Burke war überrascht. „Er hat seine Namensvettern angerufen?“

„Ja. Und bei einem dieser Lees handelt es sich um einen Mann, den wir vor zwei Jahren am Haken hatten. Er stand damals im Verdacht, für eine Drogenmafia einige Auftragsmorde begangen zu haben. Er lebt in Manhattan.“

„Jetzt wird’s undurchsichtig“, stieß Burke hervor. „Eine Brandstiftung, die irgendwann vor vierzig Jahren in Manhattan geschah, zwei Leichen und eine Namensgleichheit mit einem Mann, der im Verdacht stand, ein Auftragsmörder zu sein. Ich denke, wir übernehmen den Fall, James. Schick mir die Unterlagen. Sobald sie mir vorliegen, gehe ich damit zum Chef.“

„Freut mich, wenn ich dein Interesse wecken konnte“, knurrte James Howard.

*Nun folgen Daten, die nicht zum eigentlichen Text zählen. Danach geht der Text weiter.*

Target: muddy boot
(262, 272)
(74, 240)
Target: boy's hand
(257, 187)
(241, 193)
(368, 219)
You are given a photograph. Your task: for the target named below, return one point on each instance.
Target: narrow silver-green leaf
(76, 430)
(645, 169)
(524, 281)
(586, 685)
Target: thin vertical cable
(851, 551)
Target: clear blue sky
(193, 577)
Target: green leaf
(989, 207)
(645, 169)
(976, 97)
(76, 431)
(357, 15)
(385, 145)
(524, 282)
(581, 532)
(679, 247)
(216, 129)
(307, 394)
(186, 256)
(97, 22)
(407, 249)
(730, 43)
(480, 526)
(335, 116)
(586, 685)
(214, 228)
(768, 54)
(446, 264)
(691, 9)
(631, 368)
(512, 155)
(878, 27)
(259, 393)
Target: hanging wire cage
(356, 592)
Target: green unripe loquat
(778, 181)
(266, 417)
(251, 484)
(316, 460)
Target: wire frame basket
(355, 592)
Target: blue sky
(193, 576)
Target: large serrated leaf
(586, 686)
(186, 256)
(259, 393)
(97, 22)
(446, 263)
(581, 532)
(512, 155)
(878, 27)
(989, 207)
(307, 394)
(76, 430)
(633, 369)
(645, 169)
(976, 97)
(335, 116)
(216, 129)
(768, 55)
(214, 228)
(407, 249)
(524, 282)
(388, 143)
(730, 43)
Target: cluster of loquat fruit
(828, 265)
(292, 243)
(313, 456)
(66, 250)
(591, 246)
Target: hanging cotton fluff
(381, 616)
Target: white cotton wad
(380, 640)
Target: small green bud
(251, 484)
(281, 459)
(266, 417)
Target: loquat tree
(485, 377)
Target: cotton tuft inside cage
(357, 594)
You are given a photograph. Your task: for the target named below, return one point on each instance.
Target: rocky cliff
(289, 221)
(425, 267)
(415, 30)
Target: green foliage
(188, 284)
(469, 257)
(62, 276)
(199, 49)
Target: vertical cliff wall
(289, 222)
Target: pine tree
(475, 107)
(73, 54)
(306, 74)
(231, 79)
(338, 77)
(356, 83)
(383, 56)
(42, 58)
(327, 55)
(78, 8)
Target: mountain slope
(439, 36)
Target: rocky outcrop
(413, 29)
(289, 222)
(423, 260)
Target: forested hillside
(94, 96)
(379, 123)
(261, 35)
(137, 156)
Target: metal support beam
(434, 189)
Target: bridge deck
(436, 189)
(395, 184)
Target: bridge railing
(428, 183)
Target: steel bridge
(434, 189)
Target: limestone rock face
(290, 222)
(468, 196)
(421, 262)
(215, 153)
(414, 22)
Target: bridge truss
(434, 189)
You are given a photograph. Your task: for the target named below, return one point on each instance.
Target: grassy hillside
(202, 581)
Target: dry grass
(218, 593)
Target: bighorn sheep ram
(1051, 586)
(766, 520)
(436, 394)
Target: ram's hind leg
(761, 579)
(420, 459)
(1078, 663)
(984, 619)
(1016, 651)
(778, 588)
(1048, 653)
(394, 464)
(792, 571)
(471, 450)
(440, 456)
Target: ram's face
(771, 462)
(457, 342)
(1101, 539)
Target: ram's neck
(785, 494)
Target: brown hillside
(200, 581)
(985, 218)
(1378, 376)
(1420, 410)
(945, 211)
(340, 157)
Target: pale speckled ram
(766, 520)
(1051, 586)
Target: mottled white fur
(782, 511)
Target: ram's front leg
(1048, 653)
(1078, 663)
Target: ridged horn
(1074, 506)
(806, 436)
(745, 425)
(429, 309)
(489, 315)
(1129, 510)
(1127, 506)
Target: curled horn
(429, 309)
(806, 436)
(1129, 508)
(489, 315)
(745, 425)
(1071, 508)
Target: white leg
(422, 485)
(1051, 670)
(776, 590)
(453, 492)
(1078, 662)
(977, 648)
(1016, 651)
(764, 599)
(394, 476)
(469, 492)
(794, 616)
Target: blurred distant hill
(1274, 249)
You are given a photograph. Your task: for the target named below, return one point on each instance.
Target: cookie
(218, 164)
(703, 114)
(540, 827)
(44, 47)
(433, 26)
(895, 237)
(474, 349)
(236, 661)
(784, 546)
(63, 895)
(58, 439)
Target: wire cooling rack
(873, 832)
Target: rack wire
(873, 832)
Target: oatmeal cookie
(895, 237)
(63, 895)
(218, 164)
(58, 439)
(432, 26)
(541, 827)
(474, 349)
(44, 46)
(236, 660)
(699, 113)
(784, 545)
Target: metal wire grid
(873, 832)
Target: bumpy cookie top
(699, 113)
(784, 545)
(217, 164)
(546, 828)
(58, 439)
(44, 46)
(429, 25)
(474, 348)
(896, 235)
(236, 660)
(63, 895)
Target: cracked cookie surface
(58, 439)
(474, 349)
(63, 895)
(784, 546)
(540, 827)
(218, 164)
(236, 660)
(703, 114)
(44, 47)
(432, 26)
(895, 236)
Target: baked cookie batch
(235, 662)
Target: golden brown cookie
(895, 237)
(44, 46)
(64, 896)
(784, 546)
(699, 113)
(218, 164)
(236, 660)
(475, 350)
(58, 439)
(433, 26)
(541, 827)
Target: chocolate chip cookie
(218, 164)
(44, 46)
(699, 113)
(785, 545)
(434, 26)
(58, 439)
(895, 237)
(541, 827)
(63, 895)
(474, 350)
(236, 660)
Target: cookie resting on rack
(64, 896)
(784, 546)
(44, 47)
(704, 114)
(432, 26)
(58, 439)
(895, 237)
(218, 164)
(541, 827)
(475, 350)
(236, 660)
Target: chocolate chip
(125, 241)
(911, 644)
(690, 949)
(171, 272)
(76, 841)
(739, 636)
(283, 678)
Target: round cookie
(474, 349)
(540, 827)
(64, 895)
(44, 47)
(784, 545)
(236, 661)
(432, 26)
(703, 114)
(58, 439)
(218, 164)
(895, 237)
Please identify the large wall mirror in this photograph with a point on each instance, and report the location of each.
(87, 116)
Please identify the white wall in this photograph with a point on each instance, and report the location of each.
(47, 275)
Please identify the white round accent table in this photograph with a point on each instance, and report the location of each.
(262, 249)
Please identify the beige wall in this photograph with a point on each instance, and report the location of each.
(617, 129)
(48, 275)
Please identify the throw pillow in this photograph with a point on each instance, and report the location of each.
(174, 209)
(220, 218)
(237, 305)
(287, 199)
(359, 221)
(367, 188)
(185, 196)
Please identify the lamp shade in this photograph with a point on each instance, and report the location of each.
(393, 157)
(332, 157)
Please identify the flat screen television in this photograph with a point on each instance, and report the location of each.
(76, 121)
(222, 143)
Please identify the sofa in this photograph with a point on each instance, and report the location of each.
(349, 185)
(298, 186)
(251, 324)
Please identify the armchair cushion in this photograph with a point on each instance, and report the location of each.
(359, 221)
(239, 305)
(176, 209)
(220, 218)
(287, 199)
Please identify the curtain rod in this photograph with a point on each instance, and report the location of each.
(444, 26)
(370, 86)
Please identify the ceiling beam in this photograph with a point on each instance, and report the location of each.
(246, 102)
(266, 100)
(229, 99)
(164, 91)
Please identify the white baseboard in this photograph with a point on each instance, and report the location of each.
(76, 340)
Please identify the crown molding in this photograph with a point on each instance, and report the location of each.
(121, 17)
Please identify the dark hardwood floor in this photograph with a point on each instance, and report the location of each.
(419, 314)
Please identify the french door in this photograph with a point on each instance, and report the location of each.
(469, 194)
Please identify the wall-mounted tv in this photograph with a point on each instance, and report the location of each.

„Und mich freut es, wenn ich dir eine Freude machen kann“, versetzte Owen Burke etwas sarkastisch, mit galligem Unterton.

2

Tags darauf übernahm das FBI offiziell den Fall.

Es ging um die Brandstiftung in einem Supermarkt in Turtle Bay, die gut vierzig Jahre zurücklag. Es hatte damals vier Tote und über zwanzig Verletzte gegeben. Man hatte das Attentat Extremisten zugeschrieben, die ähnlich der Roten Armee Fraktion in Deutschland agierten.

Es ging weiterhin um den Mord an einem New Yorker Architekten und dessen Gattin, und um den Mord an einem Mann namens Mathew Lee, dessen Bezug zu Ferguson und der Brandstiftung von vor vierzig Jahren rätselhaft war, der aber denselben Namen trug wie ein Mann, der vor zwei Jahren im Verdacht stand, ein käuflicher Mörder zu sein. Und natürlich ging es darum, dass die Lebensgefährtin Mathew Lees spurlos verschwunden war. Da sicher war, dass sie den Mord nicht begangen hatte, war davon auszugehen, dass der Mörder die junge Frau entführt hatte.

Owen Burke und Ron Harris fuhren zu dem Gebrauchtwagenhändler in Queens, mit dem Mathew Lee am Tag vor seinem Tod telefoniert hatte. Es war ein riesiges Grundstück. Über der Einfahrt prangte ein großes Schild mit der Aufschrift: Sherman's Used-Car Market.